In finding a certain comfort level in his own skin, Afroman was able to part rap's veil of machismo and bring some smirk to the genre. His first nationally distributed album and second overall, The Good Times is a gleefully irresponsible lap dance of a record, in which the only thing looser than Afroman's lips are the women. There are odes to drunk driving ("Let's All Get Drunk") and malt liquor ("Tall Cans"), not to mention the album's aforementioned smash single, on which Afroman provides a laundry list of all the responsibilities he's forsaken for weed -- like paying child support and cleaning his room. The whole thing reeks of amateurism -- most of it was recorded in Afroman's garage -- almost as strongly as its lyricist's breath does of St. Ides. But for all its Kmart beats and mentally challenged, Forrest Gump-funk, The Good Times radiates with a debauched joyousness that's oddly life-affirming. In Afroman's Visine-abetted worldview, life is all about learning how to take your lumps with a smile -- an outlook that takes on added relevance in light of the recent events in this country.

"People are drawn to me in the midst of all this because they're finding laughter," he says. "I sung 'Hush' the other night, and all I seen was lighters and people hugging each other. Man, when people raise a lighter up to a song you wrote . . . I almost wiped tears. I was like 'Damn, I think I made it, dog.'"

It's been a long, bumpy ride to the top of the charts, though. Born in L.A., Afroman (a.k.a. Joseph Foreman) began making randy rap tapes in his bedroom as early as junior high.

"I made this tape in the eighth grade," he recalls. "I had got expelled from school because I used to love to sag. I was sagging back in the late '80s, when sagging wasn't cool. Only gang members was sagging. Even Run DMC wore tight pants. I was sagging too much, and my principal kicked me out of school. I went home, and my mom fussed at me a whole lot, but we made this deal that I'd be good if she bought me this DJ set. I'm on home study and I got a new DJ set, so I don't care if I can't go outside. I made up this tape about my eighth-grade teacher. I'd dub all these tapes all night, sell them for like two dollars, and these cats would play them and just fall out laughing, because I was talking about the teacher. I was like "Ms. Dobler, if you didn't have feet, would you wear shoes?" Then I mimicked her voice, "No!" "Well, then why do you wear a bra?"
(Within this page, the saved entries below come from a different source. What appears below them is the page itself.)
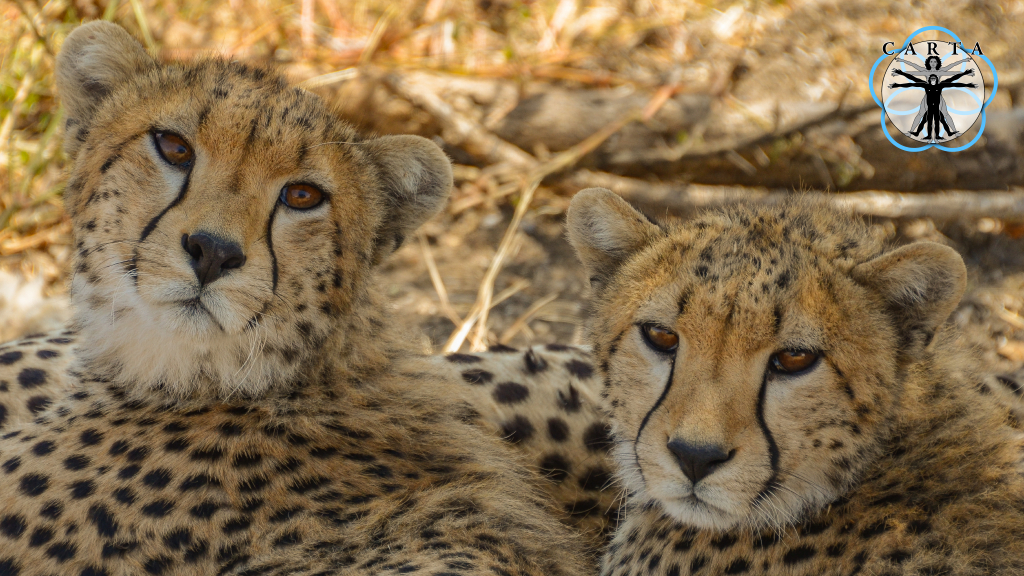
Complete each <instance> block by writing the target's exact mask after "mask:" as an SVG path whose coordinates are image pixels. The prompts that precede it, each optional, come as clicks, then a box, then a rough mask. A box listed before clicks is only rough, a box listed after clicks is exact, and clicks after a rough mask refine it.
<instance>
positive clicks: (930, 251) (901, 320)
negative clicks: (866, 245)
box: [851, 242, 967, 358]
mask: <svg viewBox="0 0 1024 576" xmlns="http://www.w3.org/2000/svg"><path fill="white" fill-rule="evenodd" d="M851 274H852V276H853V279H854V280H856V281H857V282H859V283H861V284H863V285H866V286H869V287H871V288H873V289H874V290H877V291H878V292H880V293H881V294H882V295H883V296H884V297H885V298H886V301H887V303H888V305H889V311H890V314H891V315H893V317H894V318H895V319H896V322H897V326H898V329H899V330H900V331H901V333H900V336H901V347H902V348H903V352H904V354H906V355H908V356H909V357H911V358H916V357H919V356H920V355H921V354H922V352H923V351H924V349H925V347H927V346H928V344H929V343H931V341H932V337H933V336H934V335H935V331H936V330H938V328H939V326H941V325H942V323H944V322H945V321H946V319H947V318H949V315H950V314H952V312H953V310H954V308H955V307H956V304H958V303H959V300H961V296H963V295H964V290H965V288H966V287H967V268H966V266H965V265H964V259H963V258H962V257H961V255H959V254H957V253H956V251H955V250H953V249H952V248H949V247H948V246H943V245H941V244H936V243H935V242H916V243H914V244H909V245H907V246H903V247H900V248H897V249H896V250H893V251H892V252H889V253H887V254H883V255H881V256H879V257H877V258H874V259H872V260H868V261H866V262H864V263H862V264H859V265H857V266H856V268H854V269H853V271H851Z"/></svg>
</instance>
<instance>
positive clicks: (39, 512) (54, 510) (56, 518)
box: [39, 500, 63, 520]
mask: <svg viewBox="0 0 1024 576" xmlns="http://www.w3.org/2000/svg"><path fill="white" fill-rule="evenodd" d="M62 513H63V504H61V503H60V502H58V501H57V500H50V501H49V502H46V503H45V504H43V507H42V508H41V509H40V510H39V516H41V517H43V518H48V519H50V520H57V519H58V518H60V515H62Z"/></svg>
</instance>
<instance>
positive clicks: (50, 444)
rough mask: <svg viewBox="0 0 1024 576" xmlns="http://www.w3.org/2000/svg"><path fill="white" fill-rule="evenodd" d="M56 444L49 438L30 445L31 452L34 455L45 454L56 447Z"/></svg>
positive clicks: (41, 455)
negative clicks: (51, 440)
mask: <svg viewBox="0 0 1024 576" xmlns="http://www.w3.org/2000/svg"><path fill="white" fill-rule="evenodd" d="M56 447H57V446H56V444H54V443H53V442H51V441H49V440H44V441H42V442H40V443H37V444H36V445H35V446H33V447H32V453H33V454H35V455H36V456H45V455H47V454H49V453H50V452H53V450H55V449H56Z"/></svg>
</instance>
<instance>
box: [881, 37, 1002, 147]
mask: <svg viewBox="0 0 1024 576" xmlns="http://www.w3.org/2000/svg"><path fill="white" fill-rule="evenodd" d="M882 102H883V108H884V109H885V111H886V116H887V117H888V118H889V120H890V121H891V122H892V123H893V125H895V126H896V128H897V129H898V130H899V131H900V132H902V133H903V134H904V135H905V136H907V137H909V138H913V139H914V140H918V141H920V142H930V143H935V142H945V141H949V140H951V139H953V138H955V137H957V136H959V135H962V134H964V133H965V132H967V131H968V130H969V129H971V126H973V125H974V123H975V121H977V120H978V117H980V116H981V113H982V111H983V109H984V105H985V79H984V78H982V76H981V70H980V69H979V68H978V66H977V64H976V63H975V60H974V57H973V56H972V54H971V52H969V51H967V50H965V49H964V46H963V45H959V44H955V43H953V42H944V41H942V40H928V41H924V42H916V43H914V44H911V45H909V46H907V48H906V49H905V50H902V51H900V52H899V53H897V54H896V56H894V57H893V59H892V61H891V63H890V64H889V68H888V69H886V73H885V77H884V80H883V84H882Z"/></svg>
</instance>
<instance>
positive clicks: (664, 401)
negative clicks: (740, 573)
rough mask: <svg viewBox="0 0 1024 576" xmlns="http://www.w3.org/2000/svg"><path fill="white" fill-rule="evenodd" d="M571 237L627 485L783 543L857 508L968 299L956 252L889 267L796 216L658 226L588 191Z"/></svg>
mask: <svg viewBox="0 0 1024 576" xmlns="http://www.w3.org/2000/svg"><path fill="white" fill-rule="evenodd" d="M568 234H569V240H570V241H571V243H572V245H573V247H574V248H575V250H577V252H578V254H579V256H580V257H581V259H582V260H583V262H584V265H585V268H586V269H587V271H588V273H589V275H590V277H591V282H592V288H593V291H594V294H593V300H594V301H593V303H592V305H593V318H592V325H591V327H590V337H591V342H592V343H593V345H594V348H595V354H596V355H597V358H598V361H599V362H600V363H601V367H602V370H603V372H604V375H605V383H604V385H605V388H604V392H603V395H604V396H605V397H606V399H607V401H606V402H607V403H608V408H609V410H610V411H611V415H612V420H613V437H614V440H615V448H614V454H615V459H616V461H617V464H618V468H620V469H618V474H620V477H621V481H622V482H623V483H624V485H625V486H626V487H627V489H628V490H629V491H630V492H631V493H632V494H634V495H636V496H637V497H639V498H641V499H645V501H653V502H656V503H658V504H659V505H660V506H662V508H663V509H664V511H665V512H667V513H668V515H670V516H672V517H674V518H676V519H677V520H679V521H680V522H682V523H684V524H688V525H692V526H697V527H701V528H708V529H718V530H724V529H729V528H734V527H742V526H746V527H750V528H758V529H759V528H764V527H766V526H772V527H779V526H785V525H788V524H792V523H795V522H797V521H799V520H800V519H801V518H802V517H803V516H804V515H805V513H807V512H808V511H810V510H815V509H819V508H821V507H823V506H825V505H827V504H828V503H830V502H833V501H835V500H837V499H838V498H840V497H841V496H843V495H844V493H846V492H847V491H848V490H850V489H851V488H852V487H853V485H854V484H855V483H856V482H857V481H858V479H859V478H860V475H861V472H862V471H863V470H864V468H865V466H866V465H867V464H869V463H870V462H871V461H872V460H873V459H876V458H877V457H878V456H879V455H880V447H881V446H882V445H883V443H884V442H885V440H886V439H887V437H889V436H890V435H891V434H892V426H893V422H895V421H896V420H898V418H899V416H900V407H901V402H902V401H903V400H904V399H905V398H906V397H907V395H906V390H904V389H903V385H904V384H903V381H902V374H905V371H906V370H909V369H913V364H914V363H915V362H920V360H921V359H922V358H924V357H925V355H927V354H929V349H930V348H929V347H928V346H929V343H930V341H931V340H932V338H933V336H934V334H935V332H936V330H937V329H938V328H939V327H940V326H941V325H942V324H943V323H944V322H945V320H946V318H947V317H948V315H949V314H950V313H951V312H952V310H953V307H954V306H955V305H956V303H957V301H958V300H959V297H961V295H962V294H963V291H964V288H965V282H966V281H965V278H966V270H965V266H964V262H963V260H962V259H961V257H959V255H958V254H956V252H955V251H953V250H952V249H950V248H947V247H945V246H942V245H939V244H934V243H918V244H911V245H908V246H904V247H902V248H898V249H895V250H888V249H887V248H886V247H885V246H884V245H883V242H882V240H881V239H880V238H878V236H877V235H872V234H870V232H869V229H868V228H867V227H866V224H864V223H863V222H862V221H861V220H859V219H857V218H854V217H851V216H850V215H847V214H843V213H840V212H838V211H836V210H834V209H830V208H827V207H825V206H822V205H820V204H817V203H814V202H812V201H809V200H806V199H802V200H795V201H791V202H787V203H785V204H783V205H781V206H775V207H743V208H735V209H731V210H728V211H720V212H710V213H707V214H705V215H702V216H700V217H697V218H696V219H694V220H691V221H687V222H685V223H671V224H668V225H656V224H654V223H652V222H651V221H650V220H648V219H647V218H646V217H644V216H643V215H642V214H640V213H639V212H637V211H636V210H634V209H633V208H632V207H631V206H629V205H628V204H627V203H626V202H625V201H623V200H622V199H620V198H618V197H617V196H615V195H614V194H612V193H610V192H609V191H606V190H600V189H592V190H587V191H584V192H581V193H580V194H578V195H577V196H575V197H574V198H573V199H572V202H571V205H570V207H569V212H568Z"/></svg>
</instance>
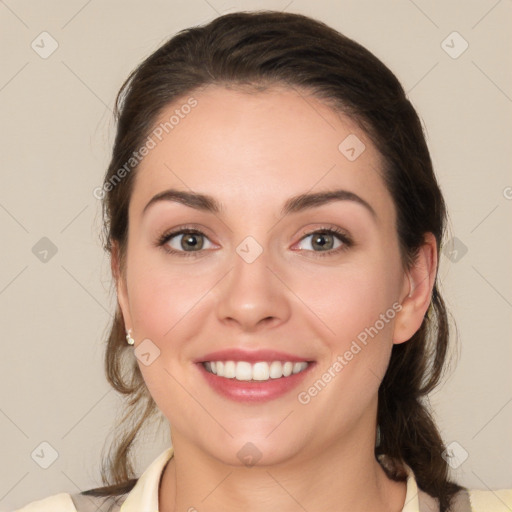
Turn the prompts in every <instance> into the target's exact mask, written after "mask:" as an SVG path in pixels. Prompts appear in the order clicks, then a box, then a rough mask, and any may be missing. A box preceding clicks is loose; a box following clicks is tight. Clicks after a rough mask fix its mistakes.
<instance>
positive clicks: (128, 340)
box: [126, 329, 135, 345]
mask: <svg viewBox="0 0 512 512" xmlns="http://www.w3.org/2000/svg"><path fill="white" fill-rule="evenodd" d="M131 333H132V330H131V329H128V332H127V333H126V343H128V345H133V344H134V343H135V340H134V339H133V338H132V335H131Z"/></svg>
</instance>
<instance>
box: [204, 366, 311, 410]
mask: <svg viewBox="0 0 512 512" xmlns="http://www.w3.org/2000/svg"><path fill="white" fill-rule="evenodd" d="M197 365H198V367H199V371H200V372H201V373H202V374H203V375H204V378H205V379H206V382H207V383H208V384H209V385H210V386H211V387H212V388H213V389H214V390H215V391H216V392H217V393H220V394H221V395H223V396H225V397H227V398H229V399H231V400H235V401H237V402H265V401H268V400H274V399H276V398H279V397H281V396H283V395H285V394H286V393H288V392H290V391H291V390H292V389H293V388H295V387H297V386H298V385H299V384H300V383H301V382H302V380H303V379H304V378H305V377H306V375H307V374H308V373H309V371H310V370H311V368H313V366H315V363H309V364H308V367H307V368H306V369H305V370H303V371H302V372H300V373H294V374H292V375H290V376H289V377H281V378H279V379H269V380H264V381H247V380H245V381H244V380H236V379H227V378H225V377H218V376H217V375H215V374H214V373H210V372H208V371H207V370H206V368H205V367H204V366H203V365H202V363H197Z"/></svg>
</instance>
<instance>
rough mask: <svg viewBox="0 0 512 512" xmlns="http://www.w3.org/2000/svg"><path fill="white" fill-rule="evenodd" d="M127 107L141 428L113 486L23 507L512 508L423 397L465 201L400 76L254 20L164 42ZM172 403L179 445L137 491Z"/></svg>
mask: <svg viewBox="0 0 512 512" xmlns="http://www.w3.org/2000/svg"><path fill="white" fill-rule="evenodd" d="M117 105H118V109H117V112H116V113H117V115H118V128H117V136H116V140H115V144H114V148H113V155H112V160H111V163H110V166H109V169H108V171H107V173H106V176H105V181H104V185H103V187H102V188H101V189H98V190H97V191H96V194H97V196H98V197H100V198H102V199H103V200H104V214H105V248H106V250H108V251H109V252H110V254H111V262H112V272H113V276H114V278H115V283H116V289H117V296H118V302H119V308H118V311H117V314H116V317H115V320H114V322H113V325H112V330H111V333H110V336H109V340H108V346H107V352H106V371H107V376H108V379H109V382H110V383H111V384H112V386H113V387H114V388H115V389H116V390H117V391H119V392H120V393H123V394H125V395H127V396H128V397H129V407H128V409H127V412H126V415H125V417H124V420H125V423H127V424H129V425H130V428H129V429H128V430H127V431H123V430H121V432H122V435H121V436H120V437H118V436H116V439H118V442H117V444H116V445H115V446H113V447H112V456H111V458H110V461H111V462H110V465H109V467H108V468H107V471H106V472H105V473H104V478H103V480H104V483H105V484H106V485H105V487H103V488H98V489H92V490H89V491H86V492H84V493H82V494H80V495H79V494H75V495H69V494H60V495H56V496H53V497H50V498H47V499H46V500H42V501H40V502H36V503H33V504H31V505H29V506H27V508H25V509H22V510H26V511H28V510H52V511H54V512H55V511H75V510H77V511H79V512H82V511H88V510H97V509H98V507H101V510H122V511H123V512H132V511H143V510H144V511H154V510H159V511H160V512H177V511H194V510H197V511H218V510H222V511H230V510H240V509H243V510H247V511H261V510H266V509H268V508H269V507H270V506H271V507H272V508H275V509H277V510H281V511H288V510H289V511H292V510H307V511H316V510H333V511H334V510H336V511H340V510H343V511H350V512H357V511H369V510H379V511H389V512H391V511H400V510H401V511H404V512H405V511H407V512H410V511H422V512H423V511H427V510H428V511H434V510H439V511H449V510H453V511H471V510H474V511H486V512H488V511H493V510H495V511H498V510H507V509H506V508H499V507H500V506H501V507H503V503H506V502H507V500H508V501H511V500H512V491H509V490H502V491H496V492H490V491H487V492H483V491H468V490H467V489H464V488H463V487H461V486H460V485H458V484H457V483H455V482H452V481H450V479H449V477H448V465H447V462H446V461H447V460H448V457H447V452H446V447H445V446H444V444H443V441H442V439H441V437H440V434H439V431H438V429H437V427H436V425H435V423H434V421H433V419H432V417H431V415H430V412H429V410H428V408H427V406H426V404H425V402H424V400H425V398H426V396H427V394H428V393H429V392H430V391H431V390H432V389H433V388H434V387H435V386H436V385H437V383H438V382H439V379H440V376H441V374H442V371H443V367H444V362H445V357H446V355H447V350H448V322H447V312H446V309H445V306H444V303H443V300H442V298H441V296H440V294H439V291H438V288H437V283H436V277H437V270H438V255H439V248H440V245H441V242H442V239H443V233H444V225H445V205H444V201H443V197H442V194H441V192H440V190H439V187H438V184H437V181H436V178H435V175H434V173H433V170H432V164H431V160H430V156H429V152H428V149H427V145H426V142H425V139H424V136H423V132H422V129H421V123H420V121H419V119H418V116H417V114H416V112H415V110H414V108H413V107H412V105H411V104H410V103H409V101H408V100H407V99H406V97H405V94H404V91H403V89H402V87H401V85H400V84H399V82H398V81H397V79H396V77H395V76H394V75H393V74H392V73H391V71H390V70H389V69H387V68H386V67H385V66H384V64H383V63H381V62H380V61H379V60H378V59H377V58H376V57H375V56H373V55H372V54H371V53H370V52H368V51H367V50H366V49H364V48H363V47H362V46H360V45H359V44H357V43H355V42H354V41H352V40H350V39H348V38H346V37H345V36H343V35H341V34H339V33H338V32H336V31H334V30H333V29H331V28H329V27H327V26H326V25H325V24H323V23H320V22H318V21H315V20H312V19H311V18H308V17H305V16H302V15H297V14H285V13H278V12H270V11H266V12H258V13H234V14H228V15H225V16H221V17H219V18H217V19H216V20H214V21H213V22H211V23H209V24H208V25H206V26H203V27H196V28H192V29H189V30H185V31H183V32H180V33H179V34H178V35H176V36H175V37H173V38H172V39H171V40H170V41H168V42H167V43H166V44H164V45H163V46H162V47H161V48H159V49H158V50H157V51H156V52H155V53H154V54H152V55H151V56H150V57H149V58H147V59H146V60H145V61H144V62H143V63H142V64H141V65H140V66H139V67H138V68H137V69H136V70H135V71H134V72H133V73H132V75H131V76H130V77H129V78H128V80H127V81H126V82H125V84H124V85H123V87H122V89H121V91H120V93H119V95H118V103H117ZM158 411H160V412H161V413H163V415H164V416H165V417H166V418H167V420H168V422H169V425H170V427H171V438H172V446H173V448H169V449H168V450H166V451H165V452H164V453H162V454H161V455H160V456H159V457H158V458H157V459H156V460H155V461H154V462H153V463H152V464H151V465H150V467H149V468H148V469H147V470H146V471H145V472H144V474H143V475H142V476H141V477H140V478H139V479H137V478H136V477H135V475H134V474H133V470H132V466H131V463H130V460H129V455H130V448H131V446H132V444H133V441H134V438H135V436H136V434H137V432H138V431H139V430H140V428H141V426H142V425H143V423H144V422H145V421H147V420H149V419H150V418H151V417H152V416H154V415H155V413H157V412H158ZM122 426H123V425H121V427H122ZM30 506H32V507H34V508H32V509H31V508H30Z"/></svg>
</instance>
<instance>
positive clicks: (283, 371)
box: [283, 361, 293, 377]
mask: <svg viewBox="0 0 512 512" xmlns="http://www.w3.org/2000/svg"><path fill="white" fill-rule="evenodd" d="M292 370H293V363H290V361H288V362H286V363H284V364H283V375H284V376H285V377H289V376H290V375H291V374H292Z"/></svg>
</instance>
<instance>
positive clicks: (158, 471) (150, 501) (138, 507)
mask: <svg viewBox="0 0 512 512" xmlns="http://www.w3.org/2000/svg"><path fill="white" fill-rule="evenodd" d="M173 454H174V449H173V448H172V447H171V448H167V449H166V450H165V451H163V452H162V453H161V454H160V455H159V456H158V457H157V458H156V459H155V460H154V461H153V462H152V463H151V464H150V465H149V466H148V468H147V469H146V471H144V473H142V475H141V476H140V478H139V479H138V480H137V483H136V484H135V486H134V488H133V489H132V490H131V492H130V494H128V497H127V498H126V500H125V501H124V503H123V504H122V505H121V511H120V512H158V490H159V486H160V478H161V476H162V472H163V470H164V467H165V465H166V464H167V462H168V460H169V459H170V458H171V457H172V456H173ZM405 470H406V471H407V491H406V496H405V505H404V508H403V509H402V512H419V500H418V486H417V484H416V479H415V478H414V473H413V471H412V469H411V468H410V467H409V466H407V465H405Z"/></svg>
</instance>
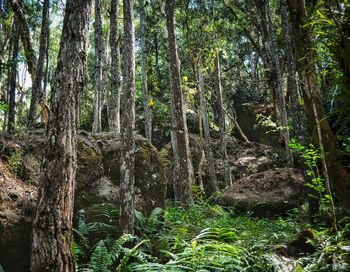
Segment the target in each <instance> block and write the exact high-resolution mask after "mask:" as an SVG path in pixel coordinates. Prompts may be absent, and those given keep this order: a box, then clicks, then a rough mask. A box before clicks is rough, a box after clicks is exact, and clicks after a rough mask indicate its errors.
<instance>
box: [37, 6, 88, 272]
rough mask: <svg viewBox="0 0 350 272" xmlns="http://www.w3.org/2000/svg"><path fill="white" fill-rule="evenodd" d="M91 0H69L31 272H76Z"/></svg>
mask: <svg viewBox="0 0 350 272" xmlns="http://www.w3.org/2000/svg"><path fill="white" fill-rule="evenodd" d="M90 6H91V0H68V1H67V4H66V10H65V16H64V24H63V30H62V35H61V42H60V51H59V55H58V62H57V68H56V76H55V79H54V83H53V93H54V96H53V100H52V106H51V114H50V120H49V124H48V134H47V136H46V152H45V156H44V160H43V163H42V170H41V176H40V184H39V201H38V205H37V210H36V213H35V216H34V219H33V241H32V257H31V271H36V272H46V271H55V272H62V271H70V272H73V271H74V261H73V257H72V253H71V246H72V239H73V237H72V223H73V205H74V188H75V173H76V168H77V155H76V126H77V123H78V120H77V109H78V105H77V104H78V101H79V100H78V97H79V93H81V92H82V89H83V87H84V74H85V66H86V56H87V40H88V29H89V22H90Z"/></svg>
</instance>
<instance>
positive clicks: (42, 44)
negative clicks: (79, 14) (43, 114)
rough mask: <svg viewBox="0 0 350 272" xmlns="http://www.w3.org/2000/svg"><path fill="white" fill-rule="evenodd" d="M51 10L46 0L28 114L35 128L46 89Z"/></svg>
mask: <svg viewBox="0 0 350 272" xmlns="http://www.w3.org/2000/svg"><path fill="white" fill-rule="evenodd" d="M49 12H50V0H44V4H43V15H42V22H41V33H40V47H39V58H38V64H37V67H36V75H35V79H34V82H33V86H32V97H31V101H30V108H29V115H28V128H33V125H34V124H35V119H36V114H37V104H38V103H40V102H41V103H42V102H43V100H44V96H45V95H44V90H43V87H42V81H43V75H44V66H45V59H46V57H47V55H48V50H49V46H48V44H49V43H48V42H49V41H48V33H49Z"/></svg>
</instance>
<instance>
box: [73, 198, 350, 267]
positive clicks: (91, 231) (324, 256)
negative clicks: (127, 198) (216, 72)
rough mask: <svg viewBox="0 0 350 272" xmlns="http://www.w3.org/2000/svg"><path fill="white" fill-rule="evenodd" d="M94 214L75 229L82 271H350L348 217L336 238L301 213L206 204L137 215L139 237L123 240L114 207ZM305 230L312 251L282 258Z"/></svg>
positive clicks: (115, 209) (104, 209)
But though it may have earned him a head start on summer vacation as a youth, Foreman's unflappable, perpetually vulgar wit has made him a star a decade and a half later. Buoyed by a slot on the Jay and Silent Bob Strike Back soundtrack, "Because I Got High" became one of the biggest hits of the summer. Consequently, The Good Times has reached as high as No. 10 on the Billboard Top 200 album chart and is steadily working its way toward gold. Moreover, the album was recently nominated for the Short List Award -- a new music industry honor, patterned after Britain's Mercury Prize -- recognizing the 50 best albums that have sold under 500,000 copies. Much more significant than album sales or gold plaques, however, is the degree to which The Good Times has successfully brought a lightheartedness back to mainstream rap, a refreshing impudence that's a much-needed salve for all the wounds opened by the gunfire of Jay-Z.

And what does Afroman get for his troubles? Well, his recent good fortune has resulted in a cruel twist of fate. Though he's made his name with an ode to pot, he's now often too busy to smoke it.

"It sucks, man. I'm sitting there, watching everybody in the crowd get high, and I'm up there sober, singing to their asses. Back in the day, I used to roll up all the time. Nowadays, I got to be places on time. I gotta do this. I gotta do that. But if I feel like it, I'll smoke it. I'm like a pretty girl: I fuck when I want to," he concludes. With a laugh, of course.